Andere Anbieter haben ihren Schwerpunkt bei diffizilen Einsätzen im Ausland. So rühmt sich die Beratungsfirma Control Risks mit ihren Erfahrungen bei 1200 Entführungen. Das international tätige Unternehmen mit Hauptsitz in London verfügt dabei sogar über eine eigene "Response-Abteilung" mit 15 Mitarbeitern, die jederzeit sofort einsatzbereit sind und überwiegend aus dem Militär oder den Geheimdiensten stammen.

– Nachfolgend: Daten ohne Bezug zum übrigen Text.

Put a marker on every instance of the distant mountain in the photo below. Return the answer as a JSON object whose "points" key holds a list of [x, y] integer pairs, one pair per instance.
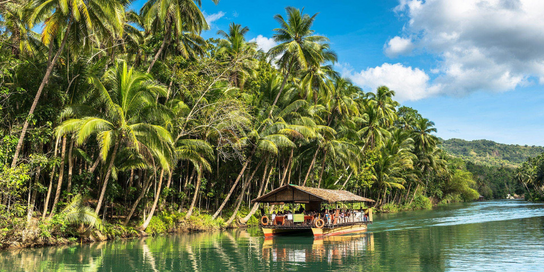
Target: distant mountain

Doch längst nicht jeder Job ist so abenteuerlich. Angeboten werden auch Risikoanalysen über potentielle Produktionsstandorte. "In dem Team sitzen dann zum Beispiel ein Volkswirt, ein ehemaliger Mitarbeiter eines Nachrichtendienstes und ein Politikwissenschaftler, die alle mehrere Landessprachen beherrschen", erklärt Robin Kroha, Special Account Manager bei der Control Risks Deutschland GmbH in Berlin. Berufsanfänger mit Hochschulabschluß könnten als Researcher und Business Analyst einsteigen. Eine wichtige Voraussetzung dabei seien Fremdsprachenkenntnisse, wobei derzeit vor allem osteuropäische Sprachen und Arabisch gefragt seien. "Wer bei uns arbeiten will, braucht ein hohes Maß an Selbständigkeit", betont Kroha. Die Anforderungen seien ähnlich wie die großer Kanzleien oder Unternehmensberatungen.

Eine qualifizierte Hochschulausbildung zum Sicherheitsmanager gibt es bisher nicht. "Im Augenblick beherrschen die Seminaranbieter das Geschäft", beobachtet Jörg H. Trauboth und warnt vor internationalen Zertifikaten, die man bereits in drei Tagen erwerben kann. "Man muß ein Generalist sein und erfassen, was ein Unternehmen braucht", sagt der Krisenexperte. Die Vorbildung sei dabei nicht so ausschlaggebend. Denn gelernt werde vor allem im Job. Einsteiger übernähmen in den Unternehmen meist Teilgebiete und kümmerten sich zum Beispiel um Auslands-Informationen. Dabei warnt der Sicherheitsberater, der nebenbei auch Jobs vermittelt, jedoch vor falschen Vorstellungen. "Viele finden den Job spannend, ohne zu wissen, daß dahinter härteste Arbeit und eine 24stündige Bereitschaft stecken", sagt Trauboth. "Ohne Handy kann da keiner ins Bett gehen."